Il y a en Miller quelque chose de sain et quelque chose de détraqué. Il a été souvent dit que Miller était scatologique et parfaitement amoral. « La morale est faite pour les gens serviles » dit-il, « et pour ceux qui ne possèdent pas une vie de l’esprit ». Quand il parle de sexe, c’est comme s’il parlait d’un verre de vin ou d’un sandwich. Il n’hésite pas à décrire les fonctions naturelles et à employer des mots terriblement crus. Il n’est jamais gêné aux entournures parce qu’il reste naturel. Mais Henry Miller croit-il finalement en quelque chose ? Je suis tenté de penser que ce roc n’a jamais cru en rien ni en personne — mais il est religieux et vraiment mystique : « Aussi longtemps que nous sommes vivants, nous croirons, tendant nos mains vers Dieu. Et Dieu se penche vers nous. »

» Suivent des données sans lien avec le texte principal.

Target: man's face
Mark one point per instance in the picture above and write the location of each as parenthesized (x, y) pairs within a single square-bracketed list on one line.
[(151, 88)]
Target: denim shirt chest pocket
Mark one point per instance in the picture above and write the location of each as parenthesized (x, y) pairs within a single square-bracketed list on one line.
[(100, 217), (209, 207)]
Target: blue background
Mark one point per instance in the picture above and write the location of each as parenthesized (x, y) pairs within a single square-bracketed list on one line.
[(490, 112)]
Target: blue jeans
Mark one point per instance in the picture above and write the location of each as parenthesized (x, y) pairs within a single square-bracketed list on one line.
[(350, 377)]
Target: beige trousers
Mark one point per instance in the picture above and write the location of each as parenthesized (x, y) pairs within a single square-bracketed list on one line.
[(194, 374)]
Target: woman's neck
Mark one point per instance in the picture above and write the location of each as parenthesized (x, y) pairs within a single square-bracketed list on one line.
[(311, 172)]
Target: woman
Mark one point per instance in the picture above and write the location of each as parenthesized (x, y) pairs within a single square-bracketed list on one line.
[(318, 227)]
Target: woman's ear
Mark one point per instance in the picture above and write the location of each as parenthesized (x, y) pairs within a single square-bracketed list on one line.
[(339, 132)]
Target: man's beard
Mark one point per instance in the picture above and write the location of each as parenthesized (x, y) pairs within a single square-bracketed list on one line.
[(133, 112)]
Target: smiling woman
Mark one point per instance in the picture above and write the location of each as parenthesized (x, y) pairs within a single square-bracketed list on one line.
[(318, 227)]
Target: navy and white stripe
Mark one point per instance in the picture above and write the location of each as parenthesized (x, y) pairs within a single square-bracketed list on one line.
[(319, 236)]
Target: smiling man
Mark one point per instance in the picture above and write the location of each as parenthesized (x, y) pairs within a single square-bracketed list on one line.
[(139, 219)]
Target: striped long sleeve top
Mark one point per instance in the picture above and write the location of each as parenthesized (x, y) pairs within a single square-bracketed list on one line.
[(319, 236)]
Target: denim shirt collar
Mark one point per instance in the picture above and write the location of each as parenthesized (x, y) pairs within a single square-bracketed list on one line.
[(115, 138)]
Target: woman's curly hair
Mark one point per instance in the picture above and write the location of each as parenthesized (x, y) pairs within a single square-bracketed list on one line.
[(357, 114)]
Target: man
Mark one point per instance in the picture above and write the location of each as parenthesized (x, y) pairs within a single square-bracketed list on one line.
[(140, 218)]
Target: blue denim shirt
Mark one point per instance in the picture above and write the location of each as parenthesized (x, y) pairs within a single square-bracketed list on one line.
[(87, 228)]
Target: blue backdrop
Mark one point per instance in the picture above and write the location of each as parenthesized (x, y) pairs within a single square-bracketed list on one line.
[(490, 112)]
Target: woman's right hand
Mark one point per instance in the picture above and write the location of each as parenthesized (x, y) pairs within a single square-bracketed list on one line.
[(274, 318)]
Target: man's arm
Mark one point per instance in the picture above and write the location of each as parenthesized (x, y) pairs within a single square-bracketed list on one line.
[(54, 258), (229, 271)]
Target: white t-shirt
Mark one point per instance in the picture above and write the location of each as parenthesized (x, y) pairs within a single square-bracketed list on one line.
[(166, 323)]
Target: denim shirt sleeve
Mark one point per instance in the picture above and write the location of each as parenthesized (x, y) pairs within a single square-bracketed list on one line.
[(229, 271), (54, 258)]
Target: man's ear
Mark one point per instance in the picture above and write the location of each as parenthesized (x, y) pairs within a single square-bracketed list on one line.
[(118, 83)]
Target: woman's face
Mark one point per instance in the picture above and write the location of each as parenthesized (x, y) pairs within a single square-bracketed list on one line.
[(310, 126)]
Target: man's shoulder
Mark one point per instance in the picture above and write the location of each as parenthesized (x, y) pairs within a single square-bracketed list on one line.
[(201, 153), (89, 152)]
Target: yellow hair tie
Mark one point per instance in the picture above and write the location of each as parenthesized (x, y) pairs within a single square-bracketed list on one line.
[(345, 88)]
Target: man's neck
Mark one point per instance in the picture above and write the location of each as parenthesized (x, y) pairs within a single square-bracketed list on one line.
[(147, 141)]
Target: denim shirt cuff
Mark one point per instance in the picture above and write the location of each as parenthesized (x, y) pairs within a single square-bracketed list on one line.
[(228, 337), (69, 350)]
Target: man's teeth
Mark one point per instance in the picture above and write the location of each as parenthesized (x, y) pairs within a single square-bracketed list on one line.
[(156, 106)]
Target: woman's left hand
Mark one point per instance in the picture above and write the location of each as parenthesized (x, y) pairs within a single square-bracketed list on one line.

Henry Miller est religieux, non par éducation, mais par nature. Comme D.-H. Lawrence, il est religieux par la conception qui lui est propre de Dieu. Pour Miller, « Dieu est Pan, Jéhovah, Manitou, le Grand Esprit qui souffle sur les forêts et les eaux, le Dieu formidable qui surplombait le premier jour de la création du monde, Yahvé » au nom duquel il fera dire ce poème de Lawrence :

Seul et immortel

D’être mort-vivant

Soleil éteint

Soucieux de chasser le soleil

Des autres.

Ecrivain, Henry Miller n’est pas du tout académique. Il n’a jamais eu d’instruction formelle. Il a quitté le collège au bout de deux mois « écœuré par l’ambiance et la stupidité des cours. » Mais il a avalé des kilomètres de bibliothèques avec une intense et insatiable curiosité — une fringale de savoir inextinguible. Il a appris aussi au contact des hommes, échangeant des conversations et des lettres avec des milliers d’amis et de correspondants. C’est ce qui lui a permis d’écrire Le colosse de Maroussi que je considère pour ma part comme étant le meilleur livre de ce géant américain. « Perfectionner mes pensées ou mes actes ne m’intéresse pas. A côté de la perfection de Tourgueniev, je préfère celle de Dostoïevski. » Et ailleurs : « Dans les lettres de Van Gogh, il y a une perfection qui dépasse tout. C’est le triomphe de l’individu sur l’Art. »

Son œuvre est une autobiographie permanente et la confession d’un être absolument sincère qui se livre complètement sans rien omettre de sa vision du monde. Détaché des complexes puritains de l’Amérique, rabelaisien à souhait, il s’agit bien du réalisme d’un homme totalement libre qui cherche à libérer ses semblables, au besoin en les choquant. Superbement égoïste, Henry Miller se soucie très peu du lecteur — c’est à la fois sa force et sa faiblesse. Plus que n’importe quel écrivain de sa génération ou de la suivante, Henry Miller, tout en s’affranchissant lui-même a réussi à affranchir la littérature américaine du XXème siècle de ses complexes et de ses tabous. Pourtant, il a fallu du temps pour que les lecteurs américains acceptent d’intégrer les thèmes exprimés par Miller dans les années 1930.

Cependant, ma vision me conduit à me dire que l’un des thèmes centraux de Miller est une quête du bonheur, envers et contre tout ce que les hommes ont inventé pour en détourner l’humanité, une quête du paradis perdu. Le paradis, c’est peut-être la cote de Big Sur où il a passé les dernières années de sa vie dans la modération tardive et le calme. Contradiction vivante, Henry Miller est sans aucun doute l’un des plus grands révoltés et peut-être même un des plus grands sages américains — au même titre que Thoreau, Walt Whitman ou Emerson.